Patient Populations That Should be Strongly Discouraged From Having Surgery
Assessment of comorbidity is important to provide the patient and family with the information necessary to make educated decisions regarding the risk:benefit ratio of proceeding with surgery. After the medical risks have been identified and quantified, it should be possible for the patient to compare the benefit of hip replacement with the risk of having a hip replacement. Most of the previously discussed medical comorbidities are not absolute contraindications, and should be carefully balanced with the patients' pain and disability. By contrast, there are certain conditions in the very elderly that most consider an absolute contraindication to hip replacement surgery, as other pain relieving surgeries are sometimes equally as effective while carrying a lower perioperative and postoperative risk.
Dementia of varying severity is quite commonly observed in the very elderly population presenting for hip replacement, with higher rates in patients who are homebound. Furthermore, family and carer involvement is available in varying degrees for these patients. Although the quantification and evaluation of dementia severity is not a standard practice of hip replacement surgeons, a general understanding of the patient's dementia is attained through conversation with the patient, their family and primary physician.
The main surgical consideration when evaluating patients with dementia is whether they will be able to cooperate with perioperative directions and treatments. The postoperative period requires that the patient will voluntarily accept medications, food, hydration, wound care and physical therapy sessions. Furthermore, the patient must remember not to ambulate alone in the early postoperative period, utilize a walker or cane, and exercise certain precautions. The patient or surgeon cannot expect to have a good surgical outcome if these basic directions and necessities cannot be followed.
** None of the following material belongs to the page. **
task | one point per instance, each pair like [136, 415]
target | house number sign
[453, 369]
The patient's ability to participate in perioperative care is critical; a function of both the severity of their dementia and their surrounding support and care system. If it is clear that the patient will be unable to properly cooperate with postoperative care needs, and that their carers will not be able to compensate for the patient's inability, then most surgeons would not consider proceeding with surgical intervention. Ritter and Harty described their experience performing 14 THAs in patients with dementia syndromes. Half of their patients experienced postoperative disorientation, and were likely to interfere with care by removing their own catheters and intravenous lines, displaying aggressive behavior, getting out of bed unattended and falling out of bed. Clearly, the very elderly patient with dementia is at an elevated risk of complications after surgery. However, when their dementia is severely advanced and their carers are unable to participate in care, moving forward with THA is highly discouraged.
Severe Functional Disability
Occasionally, a very elderly patient has multiple physical disabilities due to varying etiologies. The incidence of heart failure, anemia, depression, malnourishment, spinal stenosis, radiculopathy and claudication is higher in the very elderly and can impede function quite significantly. When severe, these conditions can limit a patient's ability to ambulate. If a very elderly patient becomes bed bound from etiologies other than an arthritic hip, the incremental benefit of hip replacement diminishes. In these situations, persistent intolerable pain may be more appropriately managed by a resection arthroplasty, which involves removal of the femoral head without prosthetic implantation. Resection arthroplasty can treat the hip pain while simultaneously avoiding or minimizing many of the risks of joint replacement, such as infection, dislocation and periprosthetic fracture.
Aging Health. 2011;7(6):803-811. © 2011 Future Medicine Ltd.